Los líderes de Escocia, Gales e Irlanda del Norte desafían a Londres
Los líderes de Escocia, Gales e Irlanda del Norte dieron este lunes un nuevo paso en sus reclamos de mayor autonomía al firmar en Cardiff una declaración conjunta en la que reivindicaron el “derecho a la autodeterminación” de sus pueblos. El pronunciamiento representa un desafío directo al gobierno británico y vuelve a poner en el centro del debate la posibilidad de una eventual fragmentación del Reino Unido.
El documento fue suscripto por John Swinney, jefe del Gobierno escocés; Rhun ap Iorwerth, líder de Plaid Cymru y ministro principal de Gales; y Michelle O’Neill, dirigente del Sinn Féin y líder del Ejecutivo norirlandés. Los tres territorios están actualmente conducidos por fuerzas políticas que defienden distintas formas de autodeterminación y que buscan coordinar sus estrategias frente a Londres.
“Nuestras naciones tienen derecho a la autodeterminación”, señalaron los dirigentes en la declaración, en la que además cuestionaron cualquier intento de Westminster de impedir que sus ciudadanos decidan sobre su futuro político. El texto reclama al gobierno británico que “prepare, planifique y facilite” los cambios constitucionales que sean necesarios para responder a las demandas de las tres naciones.
La cuestión europea también ocupa un lugar central en el acuerdo. Los líderes sostuvieron que el futuro de Escocia, Gales e Irlanda del Norte está vinculado con la Unión Europea y afirmaron que el Brexit perjudicó a sus territorios.
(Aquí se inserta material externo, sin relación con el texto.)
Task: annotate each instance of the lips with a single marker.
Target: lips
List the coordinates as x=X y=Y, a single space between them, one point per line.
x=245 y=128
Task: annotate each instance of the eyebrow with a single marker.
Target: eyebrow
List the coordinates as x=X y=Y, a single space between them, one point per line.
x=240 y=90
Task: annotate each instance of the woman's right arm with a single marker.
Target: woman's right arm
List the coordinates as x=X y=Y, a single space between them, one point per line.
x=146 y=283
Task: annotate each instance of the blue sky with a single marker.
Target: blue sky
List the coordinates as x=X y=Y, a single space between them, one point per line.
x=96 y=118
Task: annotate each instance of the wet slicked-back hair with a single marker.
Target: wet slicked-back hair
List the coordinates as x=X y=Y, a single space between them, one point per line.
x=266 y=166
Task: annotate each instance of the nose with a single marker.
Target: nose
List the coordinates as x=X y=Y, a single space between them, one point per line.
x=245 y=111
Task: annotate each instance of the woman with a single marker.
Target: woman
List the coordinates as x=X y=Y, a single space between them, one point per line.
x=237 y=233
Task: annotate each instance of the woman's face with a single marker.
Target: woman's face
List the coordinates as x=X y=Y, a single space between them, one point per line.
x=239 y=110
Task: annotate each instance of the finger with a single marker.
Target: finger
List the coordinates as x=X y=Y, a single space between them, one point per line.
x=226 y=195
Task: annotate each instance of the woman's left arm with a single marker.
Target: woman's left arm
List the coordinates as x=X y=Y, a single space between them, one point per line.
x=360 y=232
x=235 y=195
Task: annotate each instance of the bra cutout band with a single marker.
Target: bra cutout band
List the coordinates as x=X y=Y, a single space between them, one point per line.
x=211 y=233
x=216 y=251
La reivindicación adquiere especial relevancia en Escocia, donde el independentismo mantiene desde hace años una fuerte presencia política y vuelve a impulsar la posibilidad de una nueva consulta sobre la separación del Reino Unido.
El movimiento representa además una presión creciente sobre el primer ministro británico, Andy Burnham, quien mantiene una posición cautelosa frente a los reclamos independentistas. El gobierno de Londres ha planteado que cualquier eventual referéndum debería contar con un respaldo mayoritario de la población, mientras los dirigentes regionales buscan avanzar en una agenda común y aumentar el peso político de sus demandas.
La declaración conjunta marca así un escenario inédito para el Reino Unido: por primera vez, Escocia, Gales e Irlanda del Norte cuentan simultáneamente con gobiernos liderados por fuerzas que promueven distintas alternativas de autodeterminación. Aunque el documento no implica una ruptura inmediata, sí eleva la presión sobre Londres y abre un nuevo capítulo en el debate sobre el futuro territorial y constitucional del Reino Unido.